Now the MTA tells QNS they plan to extend netting that currently only exists around the 61st Street – Woodside Station to protect motorists and pedestrians from debris commonly known to fall by those living and working along Roosevelt Avenue.

“The object that fell reflects no structural risk but is obviously a serious matter. This area was re-inspected today to ensure that there are no other loose pieces there,” an MTA spokesman said. “This has the full attention of President Byford who had already expedited the netting process by ordering a systemwide cost and priority analysis while the four-location pilot is underway. A comprehensive inspection in March found no issues.”

The four-location pilot started in July and is a system of netting currently protecting people around the Woodside station, which Van Bramer began calling for in February.

The MTA contested that netting would prevent their workers from being able to reliably inspect the structure, but finally relented.

“We take reports of fallen debris from our elevated structures very seriously, because the condition of these structures is critical to safe train service and the safety of our neighbors,” NYC Transit President Andy Byford said in July. “We are encouraged by the possible viability and off-the-shelf availability of this netting to provide peace of mind to those who traverse streets below our tracks, and will continue our rigorous inspections of these structures, which are often struck by vehicles and exposed to highly varying conditions year-round that can speed deterioration.”

But debris has been falling for months now, and the MTA’s repeated inspection efforts only seem to result in more incidents where metal – and even a wooden beam – continue to shower cars below.

QNS has filed a Freedom of Information request with the MTA to view inspection records regarding the 7 train as the agency claims workers survey the tracks on foot from the ground and from the trestle at least twice a week.

But the agency has been slow to produce these records with the latest follow-up email from our newsroom being entirely ignored by the Freedom of Information officer, Richard Harrington, assigned to the task.

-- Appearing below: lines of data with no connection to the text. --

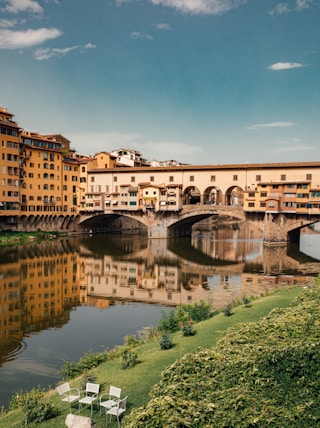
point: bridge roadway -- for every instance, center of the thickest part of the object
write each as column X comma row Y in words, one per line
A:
column 277, row 228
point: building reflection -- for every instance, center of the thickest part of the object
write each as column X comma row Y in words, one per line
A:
column 39, row 287
column 36, row 293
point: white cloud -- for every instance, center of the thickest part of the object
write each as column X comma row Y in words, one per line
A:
column 196, row 7
column 21, row 39
column 285, row 66
column 280, row 9
column 283, row 8
column 303, row 4
column 17, row 6
column 7, row 23
column 271, row 125
column 163, row 26
column 140, row 36
column 47, row 53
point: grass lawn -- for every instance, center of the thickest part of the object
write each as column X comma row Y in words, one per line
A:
column 136, row 382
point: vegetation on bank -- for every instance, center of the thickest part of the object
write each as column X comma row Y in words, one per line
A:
column 13, row 238
column 183, row 373
column 261, row 374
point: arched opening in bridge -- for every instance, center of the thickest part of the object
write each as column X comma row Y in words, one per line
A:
column 234, row 196
column 212, row 195
column 191, row 196
column 112, row 223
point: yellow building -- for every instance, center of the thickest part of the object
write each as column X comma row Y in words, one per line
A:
column 50, row 178
column 283, row 196
column 10, row 171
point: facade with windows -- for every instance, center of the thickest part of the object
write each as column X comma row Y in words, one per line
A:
column 284, row 196
column 10, row 170
column 50, row 179
column 290, row 187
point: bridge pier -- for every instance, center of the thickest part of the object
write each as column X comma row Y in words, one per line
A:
column 275, row 229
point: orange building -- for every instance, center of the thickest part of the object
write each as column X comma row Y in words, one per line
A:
column 10, row 171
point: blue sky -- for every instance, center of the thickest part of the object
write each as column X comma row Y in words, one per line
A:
column 199, row 81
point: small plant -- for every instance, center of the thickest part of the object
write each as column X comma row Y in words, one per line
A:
column 169, row 321
column 186, row 326
column 165, row 341
column 35, row 405
column 246, row 301
column 132, row 342
column 128, row 358
column 87, row 377
column 227, row 310
column 89, row 360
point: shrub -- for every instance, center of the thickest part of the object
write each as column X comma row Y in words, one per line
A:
column 246, row 301
column 186, row 326
column 165, row 341
column 169, row 321
column 198, row 311
column 89, row 360
column 88, row 377
column 132, row 342
column 227, row 310
column 128, row 358
column 35, row 405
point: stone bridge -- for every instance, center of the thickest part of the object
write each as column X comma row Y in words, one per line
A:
column 277, row 228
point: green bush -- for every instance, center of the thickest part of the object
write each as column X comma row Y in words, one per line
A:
column 169, row 321
column 128, row 358
column 263, row 374
column 89, row 360
column 227, row 310
column 165, row 341
column 35, row 405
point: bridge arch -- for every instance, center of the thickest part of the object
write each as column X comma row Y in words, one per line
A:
column 120, row 222
column 234, row 196
column 212, row 195
column 191, row 196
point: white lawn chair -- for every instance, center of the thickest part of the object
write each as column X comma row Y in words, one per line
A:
column 113, row 396
column 117, row 410
column 67, row 394
column 91, row 395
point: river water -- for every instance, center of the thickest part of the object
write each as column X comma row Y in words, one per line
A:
column 59, row 299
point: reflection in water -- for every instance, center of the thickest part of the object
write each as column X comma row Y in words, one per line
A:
column 42, row 284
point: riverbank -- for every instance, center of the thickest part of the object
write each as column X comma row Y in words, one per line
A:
column 137, row 382
column 9, row 238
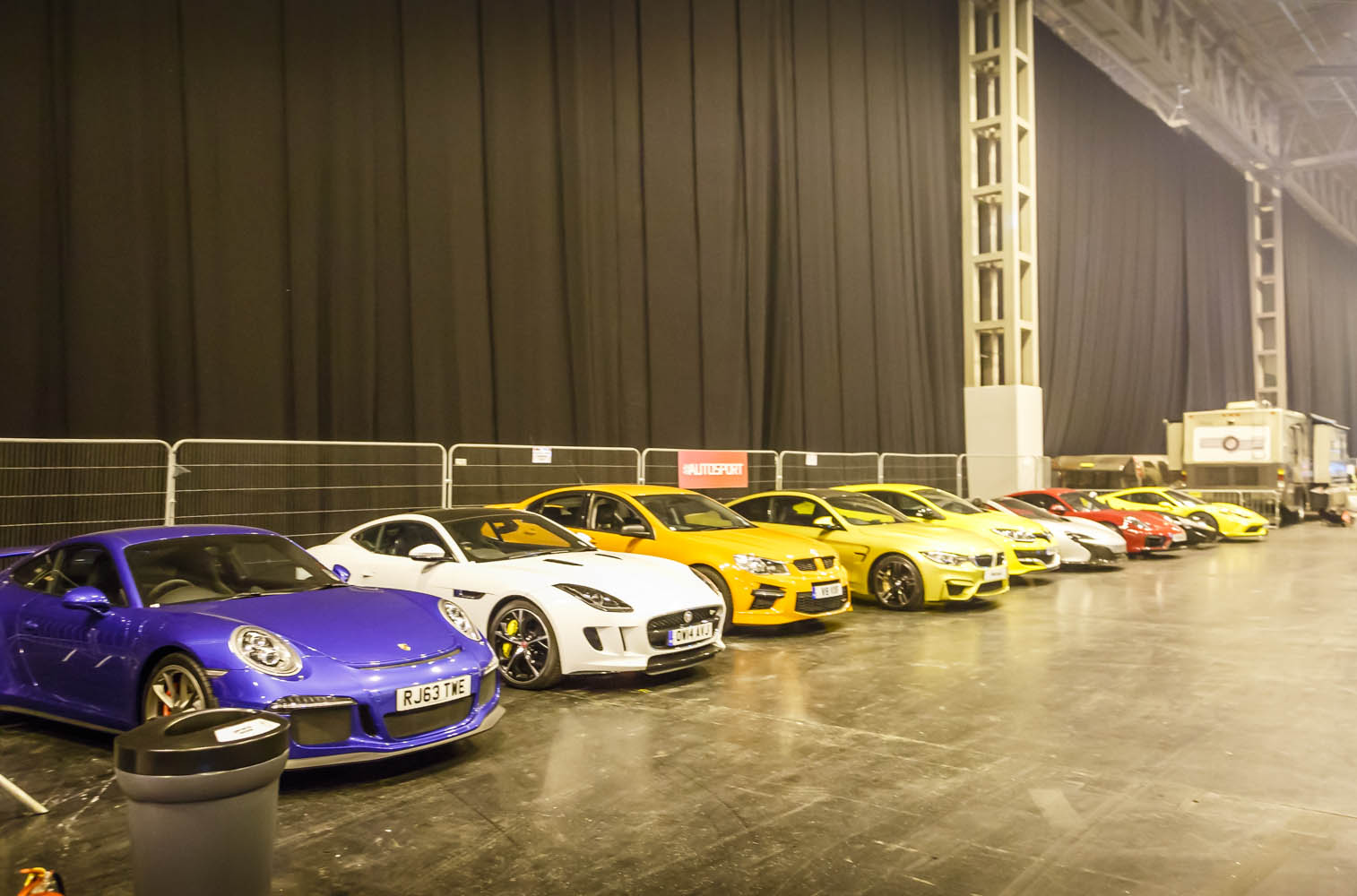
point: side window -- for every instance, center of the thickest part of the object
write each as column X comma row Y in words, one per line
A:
column 755, row 510
column 789, row 510
column 565, row 510
column 401, row 537
column 89, row 567
column 37, row 573
column 611, row 514
column 369, row 537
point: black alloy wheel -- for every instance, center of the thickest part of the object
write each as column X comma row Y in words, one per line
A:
column 895, row 583
column 178, row 684
column 525, row 644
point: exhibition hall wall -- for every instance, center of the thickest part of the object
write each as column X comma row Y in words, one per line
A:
column 577, row 222
column 721, row 222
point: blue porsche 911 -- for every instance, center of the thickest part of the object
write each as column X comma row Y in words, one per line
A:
column 114, row 628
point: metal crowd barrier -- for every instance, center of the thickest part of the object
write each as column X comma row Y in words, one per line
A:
column 824, row 470
column 939, row 470
column 53, row 488
column 488, row 473
column 309, row 491
column 660, row 467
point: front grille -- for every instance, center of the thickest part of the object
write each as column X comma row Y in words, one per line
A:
column 419, row 721
column 807, row 603
column 659, row 628
column 324, row 726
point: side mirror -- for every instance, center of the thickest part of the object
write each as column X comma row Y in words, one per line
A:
column 86, row 598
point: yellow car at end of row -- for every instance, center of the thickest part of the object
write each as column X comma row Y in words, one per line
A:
column 1027, row 545
column 1230, row 521
column 765, row 578
column 902, row 564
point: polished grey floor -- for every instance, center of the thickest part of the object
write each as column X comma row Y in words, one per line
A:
column 1185, row 726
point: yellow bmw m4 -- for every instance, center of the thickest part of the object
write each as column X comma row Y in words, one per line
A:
column 900, row 563
column 1230, row 521
column 1029, row 547
column 765, row 578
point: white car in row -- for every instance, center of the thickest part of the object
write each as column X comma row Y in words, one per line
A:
column 547, row 600
column 1080, row 542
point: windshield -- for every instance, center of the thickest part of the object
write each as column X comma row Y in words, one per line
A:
column 865, row 510
column 220, row 567
column 1083, row 501
column 946, row 502
column 1024, row 509
column 504, row 536
column 692, row 513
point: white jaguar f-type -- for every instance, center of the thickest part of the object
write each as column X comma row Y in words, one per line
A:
column 549, row 602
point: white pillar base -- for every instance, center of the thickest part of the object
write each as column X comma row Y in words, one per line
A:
column 1005, row 442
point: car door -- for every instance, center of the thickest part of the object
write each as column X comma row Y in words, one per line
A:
column 615, row 523
column 78, row 658
column 385, row 557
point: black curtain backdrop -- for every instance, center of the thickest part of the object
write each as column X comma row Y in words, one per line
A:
column 1320, row 272
column 714, row 222
column 1143, row 264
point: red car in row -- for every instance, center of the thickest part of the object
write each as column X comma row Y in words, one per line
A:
column 1145, row 531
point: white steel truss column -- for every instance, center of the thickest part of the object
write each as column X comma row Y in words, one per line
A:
column 1267, row 292
column 999, row 200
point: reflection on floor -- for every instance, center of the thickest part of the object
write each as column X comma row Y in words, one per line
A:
column 1178, row 727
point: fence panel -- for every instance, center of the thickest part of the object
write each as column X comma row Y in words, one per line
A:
column 53, row 488
column 660, row 467
column 824, row 470
column 309, row 491
column 938, row 470
column 502, row 473
column 990, row 475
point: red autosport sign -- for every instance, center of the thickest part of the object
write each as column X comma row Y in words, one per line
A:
column 713, row 470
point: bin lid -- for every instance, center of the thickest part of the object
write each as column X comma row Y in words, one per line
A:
column 201, row 742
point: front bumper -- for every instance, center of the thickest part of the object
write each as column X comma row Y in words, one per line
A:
column 784, row 598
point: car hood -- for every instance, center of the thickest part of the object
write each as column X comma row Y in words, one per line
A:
column 774, row 545
column 353, row 625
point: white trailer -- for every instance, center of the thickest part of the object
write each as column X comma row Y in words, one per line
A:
column 1251, row 446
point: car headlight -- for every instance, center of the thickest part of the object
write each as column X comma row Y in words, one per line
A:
column 1014, row 534
column 459, row 620
column 264, row 652
column 596, row 598
column 759, row 565
column 946, row 557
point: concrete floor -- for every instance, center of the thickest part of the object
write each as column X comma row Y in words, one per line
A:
column 1183, row 726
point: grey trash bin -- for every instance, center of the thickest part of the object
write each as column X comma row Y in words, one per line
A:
column 203, row 792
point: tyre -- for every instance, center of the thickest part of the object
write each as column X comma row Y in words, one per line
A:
column 718, row 584
column 177, row 684
column 523, row 639
column 895, row 583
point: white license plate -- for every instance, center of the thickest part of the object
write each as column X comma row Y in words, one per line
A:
column 821, row 591
column 433, row 693
column 689, row 633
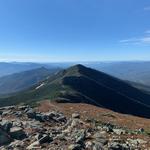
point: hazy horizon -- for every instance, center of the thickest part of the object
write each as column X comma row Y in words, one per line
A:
column 64, row 30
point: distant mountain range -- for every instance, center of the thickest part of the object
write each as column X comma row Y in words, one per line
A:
column 134, row 71
column 21, row 81
column 79, row 84
column 17, row 67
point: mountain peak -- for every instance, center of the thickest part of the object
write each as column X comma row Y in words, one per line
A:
column 78, row 66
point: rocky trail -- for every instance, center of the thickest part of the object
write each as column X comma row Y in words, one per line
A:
column 23, row 127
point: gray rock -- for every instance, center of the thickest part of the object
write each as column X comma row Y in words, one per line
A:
column 75, row 115
column 45, row 139
column 75, row 147
column 7, row 112
column 17, row 133
column 118, row 146
column 31, row 114
column 119, row 131
column 97, row 146
column 4, row 138
column 6, row 125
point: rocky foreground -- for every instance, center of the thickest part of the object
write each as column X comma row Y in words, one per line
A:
column 22, row 127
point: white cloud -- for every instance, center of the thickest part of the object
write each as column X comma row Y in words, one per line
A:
column 144, row 40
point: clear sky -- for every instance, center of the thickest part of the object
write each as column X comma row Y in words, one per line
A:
column 74, row 30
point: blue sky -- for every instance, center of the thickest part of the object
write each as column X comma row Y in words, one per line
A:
column 74, row 30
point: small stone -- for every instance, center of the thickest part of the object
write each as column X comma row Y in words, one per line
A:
column 76, row 115
column 4, row 138
column 119, row 131
column 75, row 147
column 17, row 133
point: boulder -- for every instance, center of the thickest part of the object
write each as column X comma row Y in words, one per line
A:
column 4, row 138
column 31, row 114
column 17, row 133
column 75, row 147
column 6, row 125
column 119, row 131
column 76, row 115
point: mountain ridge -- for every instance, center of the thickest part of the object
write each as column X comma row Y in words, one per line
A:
column 81, row 84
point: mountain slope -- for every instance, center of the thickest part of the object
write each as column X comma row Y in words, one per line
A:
column 134, row 71
column 82, row 84
column 20, row 81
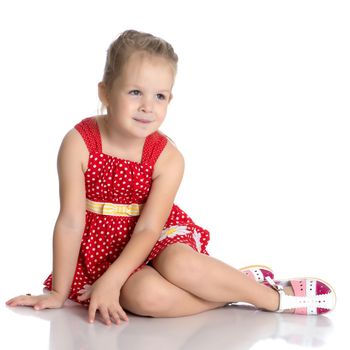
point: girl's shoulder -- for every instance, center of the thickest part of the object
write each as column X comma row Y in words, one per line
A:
column 73, row 147
column 171, row 157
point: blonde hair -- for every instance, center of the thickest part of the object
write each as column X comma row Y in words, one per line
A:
column 129, row 42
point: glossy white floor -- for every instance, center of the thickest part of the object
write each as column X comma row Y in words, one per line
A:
column 231, row 327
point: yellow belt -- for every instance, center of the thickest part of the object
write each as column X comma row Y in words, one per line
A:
column 133, row 209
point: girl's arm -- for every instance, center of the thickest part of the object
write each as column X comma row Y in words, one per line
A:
column 69, row 225
column 71, row 219
column 167, row 176
column 104, row 293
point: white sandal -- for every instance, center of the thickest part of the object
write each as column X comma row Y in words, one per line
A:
column 311, row 296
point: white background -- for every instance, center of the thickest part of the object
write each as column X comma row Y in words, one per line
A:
column 260, row 113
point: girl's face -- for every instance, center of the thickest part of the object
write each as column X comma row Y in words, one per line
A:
column 139, row 97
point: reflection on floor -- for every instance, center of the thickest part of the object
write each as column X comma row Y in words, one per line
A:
column 232, row 327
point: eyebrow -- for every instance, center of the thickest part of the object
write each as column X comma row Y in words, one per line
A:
column 139, row 87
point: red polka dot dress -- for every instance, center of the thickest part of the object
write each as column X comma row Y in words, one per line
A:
column 111, row 183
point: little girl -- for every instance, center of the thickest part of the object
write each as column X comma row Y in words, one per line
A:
column 119, row 242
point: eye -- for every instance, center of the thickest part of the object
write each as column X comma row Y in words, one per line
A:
column 135, row 92
column 161, row 97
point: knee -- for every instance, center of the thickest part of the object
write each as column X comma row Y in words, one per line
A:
column 179, row 264
column 147, row 299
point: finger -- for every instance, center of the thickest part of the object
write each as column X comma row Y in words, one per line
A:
column 84, row 296
column 22, row 301
column 115, row 317
column 105, row 315
column 92, row 312
column 123, row 315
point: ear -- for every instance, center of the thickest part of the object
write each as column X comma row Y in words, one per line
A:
column 103, row 93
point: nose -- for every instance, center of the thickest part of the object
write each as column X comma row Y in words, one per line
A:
column 146, row 105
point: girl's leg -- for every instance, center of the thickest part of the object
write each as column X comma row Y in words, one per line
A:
column 147, row 293
column 212, row 279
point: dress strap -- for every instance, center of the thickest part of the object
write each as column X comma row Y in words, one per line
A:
column 153, row 147
column 90, row 132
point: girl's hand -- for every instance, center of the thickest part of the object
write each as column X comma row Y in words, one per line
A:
column 105, row 298
column 52, row 300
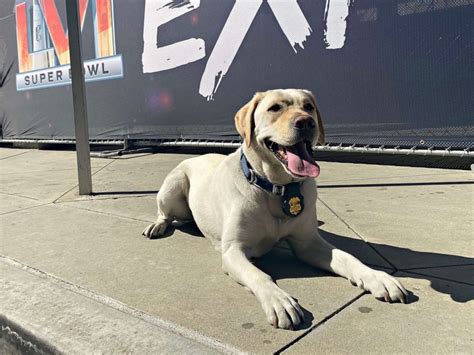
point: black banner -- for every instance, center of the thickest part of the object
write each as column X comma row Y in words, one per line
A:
column 395, row 72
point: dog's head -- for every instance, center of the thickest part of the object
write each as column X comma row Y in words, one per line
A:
column 281, row 126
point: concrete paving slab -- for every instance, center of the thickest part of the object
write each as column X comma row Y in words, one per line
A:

One vehicle in late February was pierced through the windshield by a wooden beam on the east side of the station – up above are more slats – and an incident on March 6 in which a piece of rusted metal dropped onto the roof of another car.

Since then, there have been several other incidents including one in Long Island City and another in June by the 52nd Street stop which nearly landed a two pedestrians as they crossed the street nearby.